Command-specific Configuration

Some commands have additional configuration stored in the global config:
type GlobalFlags struct {
    // ... common flags ...
    
    // Command-specific configurations
    Registry RegistryConfig
}

type RegistryConfig struct {
    PkgURL string
    Migrate MigrateConfig
    Status StatusConfig
}
These are typically set via command-specific flags.

Best Practices

Use Config File for Defaults

Save your most common settings in ~/.harness/auth.json to avoid repetitive flags.

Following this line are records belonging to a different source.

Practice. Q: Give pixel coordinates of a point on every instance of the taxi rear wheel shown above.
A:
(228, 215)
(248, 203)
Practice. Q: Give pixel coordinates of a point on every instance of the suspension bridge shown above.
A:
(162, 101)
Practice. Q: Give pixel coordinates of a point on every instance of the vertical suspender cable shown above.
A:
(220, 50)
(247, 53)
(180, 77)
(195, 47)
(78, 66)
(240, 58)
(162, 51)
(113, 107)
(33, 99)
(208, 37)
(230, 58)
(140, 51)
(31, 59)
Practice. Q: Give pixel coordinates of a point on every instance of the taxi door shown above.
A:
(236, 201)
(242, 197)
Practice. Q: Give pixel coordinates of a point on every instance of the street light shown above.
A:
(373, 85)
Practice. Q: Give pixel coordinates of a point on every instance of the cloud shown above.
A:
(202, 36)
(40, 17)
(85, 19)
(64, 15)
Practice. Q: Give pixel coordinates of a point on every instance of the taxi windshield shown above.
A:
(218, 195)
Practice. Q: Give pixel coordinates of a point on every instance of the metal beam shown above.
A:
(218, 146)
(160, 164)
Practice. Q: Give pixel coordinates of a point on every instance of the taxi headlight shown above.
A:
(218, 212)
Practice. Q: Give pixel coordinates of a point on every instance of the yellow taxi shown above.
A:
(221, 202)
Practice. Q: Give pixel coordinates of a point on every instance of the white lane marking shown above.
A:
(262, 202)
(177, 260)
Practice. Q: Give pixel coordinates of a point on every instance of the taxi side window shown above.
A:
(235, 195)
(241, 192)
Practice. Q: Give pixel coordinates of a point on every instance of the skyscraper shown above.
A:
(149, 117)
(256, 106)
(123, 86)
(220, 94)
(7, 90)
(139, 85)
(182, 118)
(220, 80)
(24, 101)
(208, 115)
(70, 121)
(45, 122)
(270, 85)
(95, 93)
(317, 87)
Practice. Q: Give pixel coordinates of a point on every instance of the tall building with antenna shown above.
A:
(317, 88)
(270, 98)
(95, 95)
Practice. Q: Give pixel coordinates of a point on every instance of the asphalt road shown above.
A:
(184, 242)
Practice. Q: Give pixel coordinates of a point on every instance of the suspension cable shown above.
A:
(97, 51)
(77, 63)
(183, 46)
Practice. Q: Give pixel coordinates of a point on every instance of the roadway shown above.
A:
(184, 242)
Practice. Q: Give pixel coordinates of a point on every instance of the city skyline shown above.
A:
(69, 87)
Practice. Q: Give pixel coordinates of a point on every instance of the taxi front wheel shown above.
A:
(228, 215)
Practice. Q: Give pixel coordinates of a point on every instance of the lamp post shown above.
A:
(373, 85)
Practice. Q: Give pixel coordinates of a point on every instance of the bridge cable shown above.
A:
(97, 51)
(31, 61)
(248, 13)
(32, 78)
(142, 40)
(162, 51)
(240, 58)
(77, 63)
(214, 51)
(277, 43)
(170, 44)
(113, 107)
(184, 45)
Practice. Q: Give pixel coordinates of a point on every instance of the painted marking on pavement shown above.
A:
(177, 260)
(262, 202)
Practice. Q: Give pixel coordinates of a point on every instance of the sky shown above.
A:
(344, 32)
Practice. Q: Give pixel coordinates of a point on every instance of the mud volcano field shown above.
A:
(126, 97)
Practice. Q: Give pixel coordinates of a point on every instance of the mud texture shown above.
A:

Use Environment Variables for CI/CD

Set credentials and settings via environment variables in automated pipelines.

Use Flags for Overrides

Use command-line flags when you need to temporarily override settings.

Separate Environments

Use different environment variable sets or config files for different Harness environments.

Troubleshooting

Run any command with --verbose to see the configuration values being used:
hc registry list --verbose
If the config file doesn’t exist, run:
hc auth login
This creates ~/.harness/auth.json with your credentials.
Remember the precedence order:
  1. Flags (highest)
  2. Environment variables
  3. Config file
  4. Defaults (lowest)
Check if a higher-precedence source is overriding your setting.
Remove the configuration file:
rm ~/.harness/auth.json
Then run hc auth login to create a fresh configuration.